The growing attention paid to industrial condition-based maintenance during the last decade has increased the interest in incipient fault detection and diagnosis of complex systems. For these types of faults leading to slight changes in an early stage, the detection and isolation are subtle and can easily be covered by noise. It is then a challenging problem in fault diagnosis to obtain sufficiently sensitive, accurate, and robust techniques. This paper proposes a sensitive fault diagnosis method referred to as Local Mahalanobis Distance Analysis (LMDA) for incipient fault detection in multivariate nonlinear systems. In this method, we define the local Mahalanobis distance to recognize outliers in an unknown distribution. To speed up its computation, which depends on the sample size, we propose a distance-based down-sampling algorithm that can remove redundancy information from samples and hence reduce sample size. Based on this operation, a local Mahalanobis distance signal can be computed with acceptable time consumption for online monitoring.

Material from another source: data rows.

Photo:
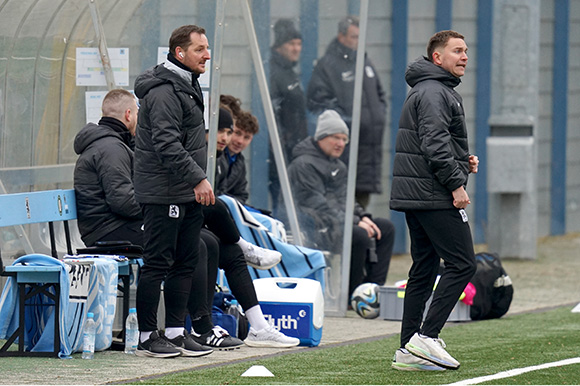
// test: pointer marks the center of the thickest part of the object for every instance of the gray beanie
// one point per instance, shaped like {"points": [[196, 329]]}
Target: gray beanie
{"points": [[329, 123]]}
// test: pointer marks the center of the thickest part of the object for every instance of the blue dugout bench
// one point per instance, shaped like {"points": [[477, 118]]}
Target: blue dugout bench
{"points": [[52, 206]]}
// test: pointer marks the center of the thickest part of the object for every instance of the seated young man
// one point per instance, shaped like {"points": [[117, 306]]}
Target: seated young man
{"points": [[105, 161], [319, 181]]}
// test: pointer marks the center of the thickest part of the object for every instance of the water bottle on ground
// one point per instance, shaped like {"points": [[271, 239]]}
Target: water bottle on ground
{"points": [[89, 331], [131, 332], [234, 310]]}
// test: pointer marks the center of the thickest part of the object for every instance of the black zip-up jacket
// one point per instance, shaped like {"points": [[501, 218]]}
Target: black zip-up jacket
{"points": [[170, 148], [432, 154], [332, 87], [103, 179], [231, 178]]}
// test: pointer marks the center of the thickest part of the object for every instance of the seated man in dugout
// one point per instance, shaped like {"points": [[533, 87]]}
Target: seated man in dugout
{"points": [[319, 182]]}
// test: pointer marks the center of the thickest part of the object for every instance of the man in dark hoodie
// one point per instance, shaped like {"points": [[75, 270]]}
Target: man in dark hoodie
{"points": [[332, 87], [319, 182], [103, 175], [288, 100], [171, 186], [430, 172]]}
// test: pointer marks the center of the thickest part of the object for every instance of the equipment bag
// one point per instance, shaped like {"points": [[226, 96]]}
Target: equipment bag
{"points": [[494, 288], [223, 317]]}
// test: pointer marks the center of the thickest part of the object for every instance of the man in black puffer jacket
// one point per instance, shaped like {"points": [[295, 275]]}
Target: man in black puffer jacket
{"points": [[171, 186], [430, 173], [103, 175], [332, 87]]}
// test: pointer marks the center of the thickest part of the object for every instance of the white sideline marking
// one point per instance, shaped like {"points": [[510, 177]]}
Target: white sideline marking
{"points": [[514, 372]]}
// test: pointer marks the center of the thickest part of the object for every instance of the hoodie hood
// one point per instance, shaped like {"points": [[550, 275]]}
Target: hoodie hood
{"points": [[422, 69], [156, 76], [91, 133], [308, 146]]}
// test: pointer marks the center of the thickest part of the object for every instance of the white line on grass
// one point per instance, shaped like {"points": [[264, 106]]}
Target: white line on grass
{"points": [[514, 372]]}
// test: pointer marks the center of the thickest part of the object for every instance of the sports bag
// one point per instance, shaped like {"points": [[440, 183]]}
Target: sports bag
{"points": [[494, 288]]}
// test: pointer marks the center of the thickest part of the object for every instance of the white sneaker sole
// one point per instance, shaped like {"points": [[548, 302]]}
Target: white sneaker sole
{"points": [[418, 351], [269, 344], [151, 354]]}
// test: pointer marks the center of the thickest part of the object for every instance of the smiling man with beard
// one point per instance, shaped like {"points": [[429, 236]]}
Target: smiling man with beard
{"points": [[171, 187]]}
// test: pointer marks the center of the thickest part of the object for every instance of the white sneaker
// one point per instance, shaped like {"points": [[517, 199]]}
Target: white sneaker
{"points": [[270, 337], [405, 361], [432, 349], [260, 258]]}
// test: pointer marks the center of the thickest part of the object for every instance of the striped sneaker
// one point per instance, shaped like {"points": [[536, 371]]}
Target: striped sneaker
{"points": [[157, 346], [405, 361], [189, 347], [431, 349]]}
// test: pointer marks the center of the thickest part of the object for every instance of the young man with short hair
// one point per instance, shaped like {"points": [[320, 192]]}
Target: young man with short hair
{"points": [[430, 172]]}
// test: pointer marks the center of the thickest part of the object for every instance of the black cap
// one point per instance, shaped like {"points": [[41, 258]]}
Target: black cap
{"points": [[225, 120], [284, 31]]}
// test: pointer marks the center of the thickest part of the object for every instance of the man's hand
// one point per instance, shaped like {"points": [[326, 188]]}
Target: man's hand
{"points": [[204, 193], [473, 163], [460, 198], [372, 229]]}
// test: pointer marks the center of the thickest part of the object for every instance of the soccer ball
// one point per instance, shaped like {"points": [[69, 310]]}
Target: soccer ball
{"points": [[365, 300]]}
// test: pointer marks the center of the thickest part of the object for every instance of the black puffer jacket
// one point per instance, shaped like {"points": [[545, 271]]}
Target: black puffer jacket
{"points": [[288, 101], [103, 179], [332, 87], [319, 186], [432, 155], [170, 149]]}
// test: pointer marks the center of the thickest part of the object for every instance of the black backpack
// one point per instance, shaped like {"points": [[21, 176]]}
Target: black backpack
{"points": [[494, 288]]}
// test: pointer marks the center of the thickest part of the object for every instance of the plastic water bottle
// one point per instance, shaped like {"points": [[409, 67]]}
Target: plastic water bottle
{"points": [[131, 332], [234, 310], [89, 330]]}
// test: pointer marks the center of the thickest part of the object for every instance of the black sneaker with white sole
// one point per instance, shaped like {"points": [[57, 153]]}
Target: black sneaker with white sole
{"points": [[157, 346], [218, 338], [189, 347]]}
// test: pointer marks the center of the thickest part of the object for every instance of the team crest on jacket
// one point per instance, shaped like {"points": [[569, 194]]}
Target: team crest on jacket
{"points": [[347, 76], [173, 211]]}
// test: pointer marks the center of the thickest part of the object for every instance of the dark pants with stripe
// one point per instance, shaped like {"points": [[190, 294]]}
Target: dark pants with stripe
{"points": [[435, 235], [170, 255], [361, 269]]}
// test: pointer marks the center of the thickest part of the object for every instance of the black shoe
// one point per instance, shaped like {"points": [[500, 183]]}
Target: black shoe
{"points": [[189, 347], [157, 346], [218, 338]]}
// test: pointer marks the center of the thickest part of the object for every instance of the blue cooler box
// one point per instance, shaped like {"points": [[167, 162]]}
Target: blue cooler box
{"points": [[295, 306]]}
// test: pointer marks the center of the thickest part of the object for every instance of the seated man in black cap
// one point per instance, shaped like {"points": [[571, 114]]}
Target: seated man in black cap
{"points": [[319, 181], [288, 99]]}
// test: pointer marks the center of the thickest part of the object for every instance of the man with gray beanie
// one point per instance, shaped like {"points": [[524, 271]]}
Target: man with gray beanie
{"points": [[332, 87], [319, 181], [287, 95]]}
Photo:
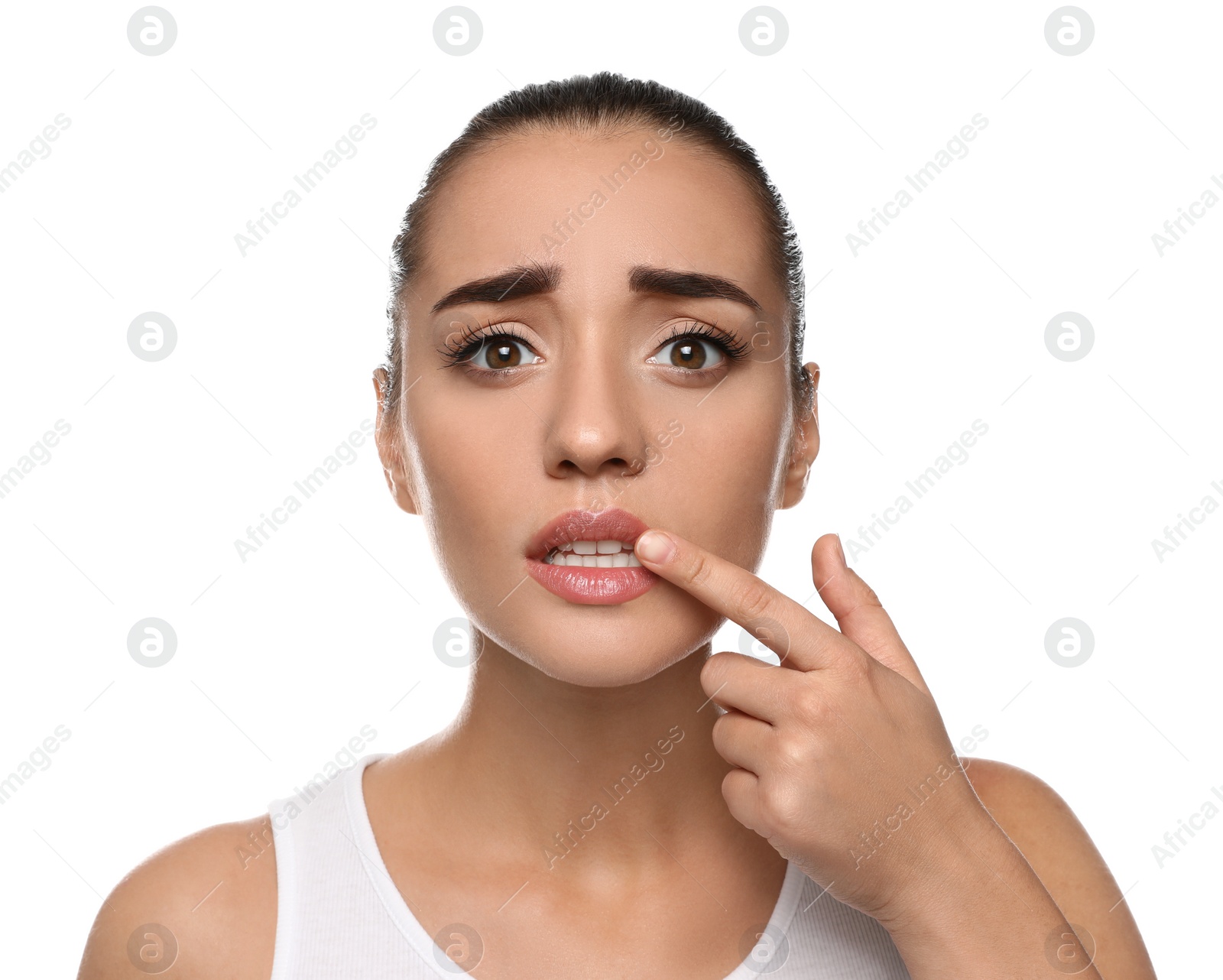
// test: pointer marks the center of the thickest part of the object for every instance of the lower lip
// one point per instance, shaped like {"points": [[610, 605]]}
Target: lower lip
{"points": [[592, 586]]}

Considering the difficulty of detecting incipient faults, we finally use the LMD envelope as the discriminate value in the detection procedure to improve the detection sensitivity. A case study using the Continuous-flow Stirred Tank Reactor (CSTR) is proposed to check and validate the proposed methodology’s effectiveness. The performances evaluated in terms of detection delay, false alarm rate, missed detection rate, and area under the receiver operating characteristic curve (AUC) show that our proposal outperforms state-of-the-art-based solutions in sensitivity, accuracy, and robustness.